Hal Moore by Mike Guardia | Books in Review

Mike Guardia’s Hal Moore: A Soldier Once… And Always (Casemate, 229 pp., $32.95) is a concise, admiring biography of retired Army Lt. Gen. Harold “Hal” Moore. That is at should be, as there is a lot to admire about Hal Moore,  who is best known for his outstanding leadership during the 1965 Battle of the Ia Drang Valley in Vietnam.

Author Mike Guardia, an active-duty Army officer and author (American Guerrilla, Shadow Commander),  concentrates on Moore’s military career, beginning with his graduation from West Point in 1945 and highlighting his infantry service in the Korean War and in Vietnam.

Moore’s Vietnam War story has been told before, primarily in the two books he wrote with former Vietnam War correspondent Joe Galloway: the classic memoir We Were Soldiers Once… and Young, (1992), and We Are Soldiers Still (2008), the sequel that tells the back story of the battle and a 1993 TV documentary that brought Moore and Galloway back to the battlefield.

Mike Guardia

As we wrote in our review in print edition of The VVA Veteran: “Told in Moore’s strong first-person voice, this readable narrative goes over the basics of the November 1965 actions at Landing Zones X-Ray and Albany, the fiercest components of the 34-day Battle of the Ia Drang Valley.

“Moore, then a lieutenant colonel, showed exceptional courage and leadership as he saved his under-strength battalion from certain obliteration under a withering attack from a 2, 000-man North Vietnamese Army regiment.
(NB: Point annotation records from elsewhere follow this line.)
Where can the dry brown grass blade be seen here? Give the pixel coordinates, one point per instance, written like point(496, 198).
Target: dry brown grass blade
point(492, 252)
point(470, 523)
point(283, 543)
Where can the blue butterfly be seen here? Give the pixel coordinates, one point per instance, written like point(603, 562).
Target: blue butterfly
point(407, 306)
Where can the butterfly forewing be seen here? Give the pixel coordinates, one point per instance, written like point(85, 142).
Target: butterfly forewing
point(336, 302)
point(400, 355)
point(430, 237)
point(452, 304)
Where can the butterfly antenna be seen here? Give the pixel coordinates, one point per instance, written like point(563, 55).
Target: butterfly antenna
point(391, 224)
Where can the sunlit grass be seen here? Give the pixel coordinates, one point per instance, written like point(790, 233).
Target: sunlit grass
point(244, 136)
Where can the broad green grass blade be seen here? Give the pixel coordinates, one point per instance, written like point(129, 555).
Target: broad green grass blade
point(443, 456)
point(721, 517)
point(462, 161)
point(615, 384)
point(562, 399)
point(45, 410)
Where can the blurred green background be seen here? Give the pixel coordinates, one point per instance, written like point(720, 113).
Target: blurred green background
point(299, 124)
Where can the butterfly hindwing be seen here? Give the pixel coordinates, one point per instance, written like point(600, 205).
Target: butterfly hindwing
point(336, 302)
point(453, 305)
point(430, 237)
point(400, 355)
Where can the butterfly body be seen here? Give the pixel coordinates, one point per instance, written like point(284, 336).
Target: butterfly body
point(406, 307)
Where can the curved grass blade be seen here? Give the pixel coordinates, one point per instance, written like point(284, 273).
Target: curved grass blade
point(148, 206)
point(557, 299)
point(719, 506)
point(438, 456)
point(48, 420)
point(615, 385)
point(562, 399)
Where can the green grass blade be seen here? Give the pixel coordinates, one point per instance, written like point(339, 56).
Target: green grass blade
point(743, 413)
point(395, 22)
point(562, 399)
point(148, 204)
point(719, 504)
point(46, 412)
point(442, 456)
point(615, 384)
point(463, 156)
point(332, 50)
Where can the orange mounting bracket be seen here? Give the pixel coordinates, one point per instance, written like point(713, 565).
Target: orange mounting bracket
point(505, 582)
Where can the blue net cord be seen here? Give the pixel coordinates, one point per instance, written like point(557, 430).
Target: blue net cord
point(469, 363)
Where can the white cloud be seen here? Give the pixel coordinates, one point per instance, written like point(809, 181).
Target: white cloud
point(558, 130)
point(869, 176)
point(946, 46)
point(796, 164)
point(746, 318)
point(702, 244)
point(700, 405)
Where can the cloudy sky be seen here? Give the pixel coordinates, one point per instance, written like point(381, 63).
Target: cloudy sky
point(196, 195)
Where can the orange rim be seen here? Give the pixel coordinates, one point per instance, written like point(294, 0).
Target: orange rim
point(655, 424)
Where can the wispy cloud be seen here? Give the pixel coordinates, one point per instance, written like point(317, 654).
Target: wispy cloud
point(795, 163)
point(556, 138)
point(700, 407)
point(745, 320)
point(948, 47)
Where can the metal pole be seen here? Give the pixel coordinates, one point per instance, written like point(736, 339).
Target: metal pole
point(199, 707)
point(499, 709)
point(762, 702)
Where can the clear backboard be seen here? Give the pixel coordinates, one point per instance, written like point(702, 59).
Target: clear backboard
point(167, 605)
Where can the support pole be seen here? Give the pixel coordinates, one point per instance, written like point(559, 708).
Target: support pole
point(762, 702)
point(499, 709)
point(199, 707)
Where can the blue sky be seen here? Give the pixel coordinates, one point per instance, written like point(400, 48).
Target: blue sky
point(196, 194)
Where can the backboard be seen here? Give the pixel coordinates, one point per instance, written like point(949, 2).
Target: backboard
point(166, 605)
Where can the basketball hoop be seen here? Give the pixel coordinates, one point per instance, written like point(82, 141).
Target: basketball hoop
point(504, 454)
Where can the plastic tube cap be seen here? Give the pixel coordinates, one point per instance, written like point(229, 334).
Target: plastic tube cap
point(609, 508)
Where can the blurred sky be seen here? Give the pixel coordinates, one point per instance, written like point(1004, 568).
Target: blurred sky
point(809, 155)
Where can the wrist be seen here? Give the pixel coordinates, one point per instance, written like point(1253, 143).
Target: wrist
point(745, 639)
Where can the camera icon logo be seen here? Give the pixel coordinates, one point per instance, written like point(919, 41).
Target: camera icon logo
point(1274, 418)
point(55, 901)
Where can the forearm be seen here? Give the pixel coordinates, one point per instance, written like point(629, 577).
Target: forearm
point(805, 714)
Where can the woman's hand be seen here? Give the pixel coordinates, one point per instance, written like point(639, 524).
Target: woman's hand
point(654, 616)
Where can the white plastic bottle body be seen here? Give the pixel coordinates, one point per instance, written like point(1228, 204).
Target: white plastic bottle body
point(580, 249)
Galloway, a UPI reporter, had a front-row seat for the vicious fight that lasted almost three days.

“In their new book, Moore and Galloway present revealing portraits of two former enemy commanders, Gens. Nguyen Huu An and Chu Huy Man, whom the authors met—and bonded with—in Vietnam nearly three decades after the battle.

“This book (along with its prequel and the Randall Wallace Hollywood film We Were Soldiers ) proves that Hal Moore is an exceptionally thoughtful, compassionate, intelligent, and courageous leader of men. He was one of a handful of Army officers who studied the history of the Vietnam wars before he arrived. Since the war ended, he has been a strong voice for reconciliation and for honoring the sacrifices of the men with whom he served.”

Guardia leans heavily on the two books in his account of Moore’s life, along with interviews he conducted with his ninety-year-old subject, with members of his family, and with veterans who served with him.